Estaban solos, ele pie, una junto al otro, sin rozarse siquiera, separados por la distancia de un cabello, tenue como el aire, tan tenue que habría bastado un movimiento levísimo para hacerla desaparecer. Pero ninguno de los dos se movió.
Con la sensación de que había creado un lazo inasequible al disimulo y la desconfianza que había regido desde la juventud sus relaciones personales, Gabriel se sintió invadido por una sensación de paz e intimidad que había logrado que su alma retraída se expandiera como si se estuviera sumergiendo en un baño profundo y cálido. Todos los elementos habían acudido en su ayuda como un ejército que se alza por una causa justa. Latía bajo esa calma una cualidad tan pura, tan sobrenatural, que ningún sufrimiento mundano que hubiese que pagar por conseguirla parecía, en ese momento, un precio demasiado alto. Como el viajero que ha sorteado el abismo, podía asomarse a él y medir la profundidad en la que no había caído. Estaba enamorado, pero aún no estaba perdido. La impresión que le produjo encontrarse por un segundo al borde de aquel descalabro hizo que volviera, dando tumbos y semiaturdido, al terreno de la realidad: debía llamar a Patricia. Tomar una decisión, aunque fuera anunciar que rompía su compromiso, pero no seguir manteniendo una farsa.
– Voy a llamar a un taxi.
El restaurante se lo había recomendado el recepcionista del hotel y era un sitio pequeño, de arquitectura colonial, bonito y no tan caro como podría haberse esperado. Para acabar de componer el cuadro romántico, les dieron una mesa con vistas al mar con una velita en el centro. Sólo habría faltado un violinista paseándose entre las mesas para que la escena hubiera parecido sacada de una película de los años cuarenta, excepto porque la heroína no llevaba una melena ondulada y cuadrada ni un vestido de Schiaparelli, ni el galán un esmoquin. Ambos llevaban vaqueros y unas camisetas blancas muy parecidas. Gabriel le dejó a ella escoger la cena. Al fin y al cabo, la comida era típicamente canaria y él no tenía ni remota idea de las especialidades culinarias de las islas. Un camarero muy amable anotó los platos y les abrió una botella de vino blanco que Helena había escogido.

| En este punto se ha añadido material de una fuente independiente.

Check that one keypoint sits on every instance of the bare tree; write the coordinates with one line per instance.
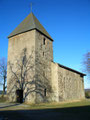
(22, 72)
(3, 73)
(87, 63)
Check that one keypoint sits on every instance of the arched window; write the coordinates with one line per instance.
(44, 40)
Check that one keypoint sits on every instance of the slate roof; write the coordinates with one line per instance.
(71, 69)
(29, 23)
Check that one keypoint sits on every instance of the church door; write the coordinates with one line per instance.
(19, 96)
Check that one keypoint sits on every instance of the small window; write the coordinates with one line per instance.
(45, 92)
(43, 53)
(44, 40)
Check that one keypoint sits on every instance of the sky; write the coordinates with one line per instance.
(67, 21)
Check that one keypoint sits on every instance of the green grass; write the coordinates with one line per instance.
(60, 105)
(2, 99)
(47, 105)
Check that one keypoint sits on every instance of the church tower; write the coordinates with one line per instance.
(30, 52)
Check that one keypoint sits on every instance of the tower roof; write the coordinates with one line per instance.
(29, 23)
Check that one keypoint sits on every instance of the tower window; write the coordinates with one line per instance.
(44, 40)
(45, 92)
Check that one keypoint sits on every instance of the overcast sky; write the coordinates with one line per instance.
(67, 21)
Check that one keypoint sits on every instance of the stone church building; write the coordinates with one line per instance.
(32, 75)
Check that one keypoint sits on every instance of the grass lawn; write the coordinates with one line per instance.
(60, 105)
(79, 110)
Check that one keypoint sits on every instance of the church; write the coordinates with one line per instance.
(32, 75)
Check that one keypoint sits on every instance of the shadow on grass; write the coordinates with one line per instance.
(12, 105)
(73, 113)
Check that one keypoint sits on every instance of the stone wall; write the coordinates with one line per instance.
(44, 56)
(16, 45)
(68, 85)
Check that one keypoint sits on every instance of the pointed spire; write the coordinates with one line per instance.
(29, 23)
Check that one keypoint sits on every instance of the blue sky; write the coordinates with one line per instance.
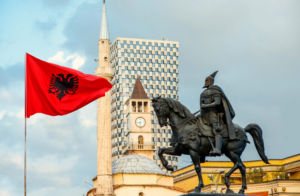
(254, 44)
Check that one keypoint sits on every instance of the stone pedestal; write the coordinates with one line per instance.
(213, 194)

– Malvasia, es el vino típico de las islas. Te va a encantar.
– Está buenísimo -confirmó Gabriel tras probarlo-. Tienes mucho gusto para los vinos.

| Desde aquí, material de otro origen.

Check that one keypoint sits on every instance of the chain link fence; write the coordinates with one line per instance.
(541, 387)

– No es una cuestión de paladar, en realidad. Olvidas que he trabajado como camarera durante años. Así es fácil saber elegir vinos. De hecho, es agradable cambiar de posición por una vez. Que sea a mí a quien le sirvan.
– Lo curioso es que no tienes aspecto de camarera.
– ¿Ah, no? ¿Las camareras tienen que tener algún aspecto en particular? ¿Deben ser rubias y voluptuosas? -Helena sonreía, y Gabriel se preguntó si estaría coqueteando.
– No, no me refiero a eso. Me refiero a que a ti… te veo demasiado inteligente como para que seas camarera o dependienta toda la vida.
– Supongo que has intentado que fuese un halago, pero ha sonado terriblemente clasista.
– ¿Ves como eres demasiado inteligente? En fin, lo que no acabo de entender es cómo una chica como tú no ha intentado estudiar otra cosa. Y no pretendo ser clasista, no sé si me entiendes.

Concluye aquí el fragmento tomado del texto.